ENCODE Uniform Data Processing Pipelines: Introduction – J. Seth Strattan

ENCODE Uniform Data Processing Pipelines: Introduction – J. Seth Strattan


Seth Strattan:
Well, thank you all for coming this afternoon. My name is Seth, and Ben and I will teach
you today about the ENCODE uniform processing pipelines that we’ve developed at the DCC.
We had a link here on setting up the environment for you to actually set up these pipelines
yourselves. If you haven’t already done that, you might want to click there and do
it. You’ll miss my introductory remarks as you focus on creating your account, but
I guess that’s okay. Before I start, I want to tell you that this is a very interactive
session. We have the luxury of having two hours together, so — my colleagues from the
DCC are here and will be circulating around to help you. So if you get stuck at any point,
please just raise your hand and someone will help you. So the people who will be helping are my colleague
Gene Davidson, who’s waving at you from the back, and Mike Cherry [spelled phonetically],
who just introduced the session; Eurie Hong, here in the front; and you’ll meet Ben in
a minute, because he’ll be up here on the stage. And we’re also joined by two colleagues
from DNAnexus. Joe Dale is also in the back, and George Asimenos [spelled phonetically]
as well. So we have a lot of people here who can help you, so at any point, we want this
to be very much a workshop and not a lecture. So, if at any point, you’re hung up and
you want to ask me a question or Ben a question, or just have somebody come and help you, please
just raise your hand. Network issues, we’ll just have to do our best on. So, as Mike said,
if you have multiple devices on the network now, maybe shut down the ones that you’re
not using to free up a few more addresses. Okay, so with that, I will begin — with a
few leading questions, just to give us a chance to know who you are and what you’d like
to learn here. So, just with a show of hands, I’m going to ask some sort of random questions.

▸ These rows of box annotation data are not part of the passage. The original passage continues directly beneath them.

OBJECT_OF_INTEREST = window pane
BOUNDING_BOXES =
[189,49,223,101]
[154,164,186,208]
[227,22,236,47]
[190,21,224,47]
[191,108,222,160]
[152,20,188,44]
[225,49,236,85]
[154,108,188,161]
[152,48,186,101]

So how many of you have downloaded ENCODE data and intersected it with your own data?
Okay, that’s good. How many of you have already implemented at your institute a software
pipeline based on what ENCODE has done? Okay, good. How many of you believe that you could
repeat an ENCODE analysis starting from fast cues to generate an IDR threshold at set of
peaks [spelled phonetically]? Okay, that’s a few, that’s good. How many of you want
to repeat the ENCODE analyses on your own data? All right, that’s great, because that’s
why we’re here. And just a general question, how many of you have found in the past that
you needed to access ENCODE data, but you found it difficult or you just didn’t know
where to start? Okay. Hands. That’s okay, too. So, we want to help with all of these.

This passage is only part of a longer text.